This is a fun repo, it combines Masked AutoEncoders (MAE) with Channel Vision Transformers (ChannelVit) to Channel Masked AutoEncoders (ChannelMAE). It is essentially channels getting rolled out during MAE pretraining. This repos also has support for subsequent fine-tunning.
Masked AutoEncoders (MAE): Are a powerfull pretraining model were we mask out often 75% of the images and make the model predict the rest.
Channel Vision Transformers (ChannelVit): Are useful in non-traditional image applications like cell-painting images or satellite images, where each channels conveys very different information and it doesnt makes sense stacking them up.

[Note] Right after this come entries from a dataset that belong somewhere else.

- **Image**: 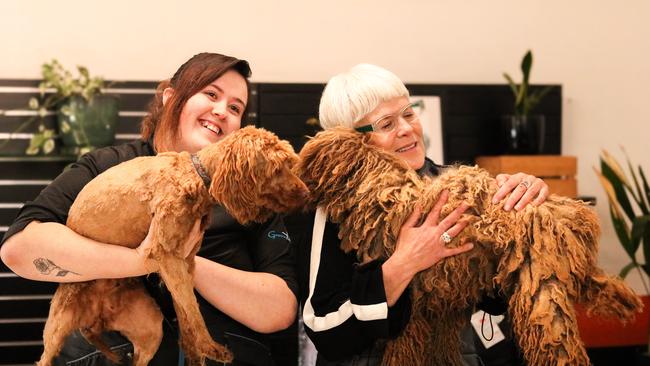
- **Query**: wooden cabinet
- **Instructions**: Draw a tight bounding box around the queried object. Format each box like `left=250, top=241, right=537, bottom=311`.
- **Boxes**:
left=476, top=155, right=578, bottom=198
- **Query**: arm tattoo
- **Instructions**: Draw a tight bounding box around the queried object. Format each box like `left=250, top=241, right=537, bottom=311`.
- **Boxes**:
left=34, top=258, right=79, bottom=277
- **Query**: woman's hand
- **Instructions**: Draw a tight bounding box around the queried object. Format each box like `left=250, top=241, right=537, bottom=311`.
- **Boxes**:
left=382, top=191, right=473, bottom=306
left=135, top=220, right=203, bottom=273
left=492, top=173, right=549, bottom=211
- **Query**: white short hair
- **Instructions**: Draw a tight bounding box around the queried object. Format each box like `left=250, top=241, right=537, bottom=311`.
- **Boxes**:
left=318, top=64, right=409, bottom=129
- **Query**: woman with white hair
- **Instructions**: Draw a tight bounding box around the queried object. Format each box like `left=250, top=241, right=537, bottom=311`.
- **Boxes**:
left=298, top=64, right=548, bottom=366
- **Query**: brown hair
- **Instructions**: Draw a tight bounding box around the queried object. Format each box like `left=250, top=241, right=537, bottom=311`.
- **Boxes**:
left=140, top=52, right=251, bottom=152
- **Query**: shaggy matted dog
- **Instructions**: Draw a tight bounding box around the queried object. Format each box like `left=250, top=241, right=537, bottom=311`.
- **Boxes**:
left=297, top=128, right=642, bottom=366
left=39, top=127, right=308, bottom=365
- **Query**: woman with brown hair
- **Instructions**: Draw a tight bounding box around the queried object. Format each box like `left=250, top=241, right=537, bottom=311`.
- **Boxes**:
left=0, top=53, right=297, bottom=365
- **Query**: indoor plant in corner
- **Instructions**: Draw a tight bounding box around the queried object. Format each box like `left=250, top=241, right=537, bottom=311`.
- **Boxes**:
left=578, top=151, right=650, bottom=347
left=501, top=50, right=552, bottom=154
left=26, top=60, right=118, bottom=155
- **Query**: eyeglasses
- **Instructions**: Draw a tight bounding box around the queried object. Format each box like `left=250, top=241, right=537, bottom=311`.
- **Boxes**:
left=355, top=100, right=424, bottom=133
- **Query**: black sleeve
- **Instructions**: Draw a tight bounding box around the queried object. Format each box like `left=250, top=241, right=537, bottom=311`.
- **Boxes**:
left=301, top=223, right=411, bottom=361
left=2, top=143, right=144, bottom=243
left=250, top=215, right=298, bottom=298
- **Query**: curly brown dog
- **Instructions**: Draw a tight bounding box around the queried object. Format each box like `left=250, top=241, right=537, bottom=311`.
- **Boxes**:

Channel Masked AutoEncoders (ChannelMAE):
Combining them can be useful for pretraining models for non-traditional image applications like cell-painting images or satellite images.
This is based on MAE
and Vit
implementation https://github.com/facebookresearch/mae, modified to add ChannelVit
and ChannelMAE
- Pre-training code for MAE and ChannelMAE
- Fine-tuning code for Vit and ChannelVit (encoders of MAE and ChannelMAE)

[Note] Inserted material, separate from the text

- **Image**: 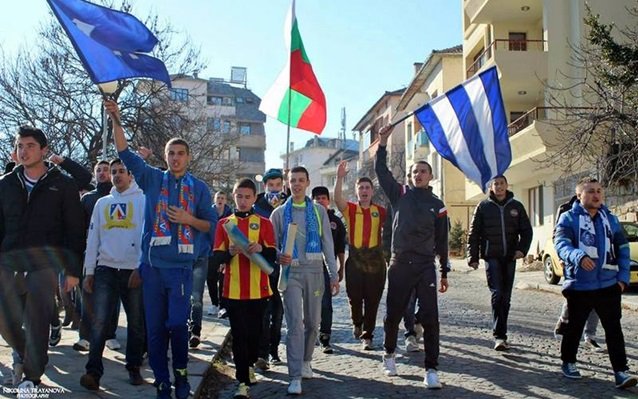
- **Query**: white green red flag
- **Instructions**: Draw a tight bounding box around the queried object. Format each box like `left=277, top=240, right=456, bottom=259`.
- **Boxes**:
left=259, top=0, right=326, bottom=134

- Linprobe code for Vit and ChannelVit (encoders of MAE and ChannelMAE)
We implemented ChannelMAE
in models_chamae.py
We implemented ChannelVit
in models_vit.py
Sample testing implementation use:
python main_pretrain.py
For submitting jobs: The instruction is in PRETRAIN.md.
Sample testing implementation use:
python main_finetune.py
python main_lineprobe.py
For submitting jobs: The instruction is in FINETUNE.md.
Masked Autoencoders Are Scalable Vision Learners
Channel Vision Transformer: An Image Is Worth C x 16 x 16 Words
This project is under the CC-BY-NC 4.0 license. See LICENSE for details.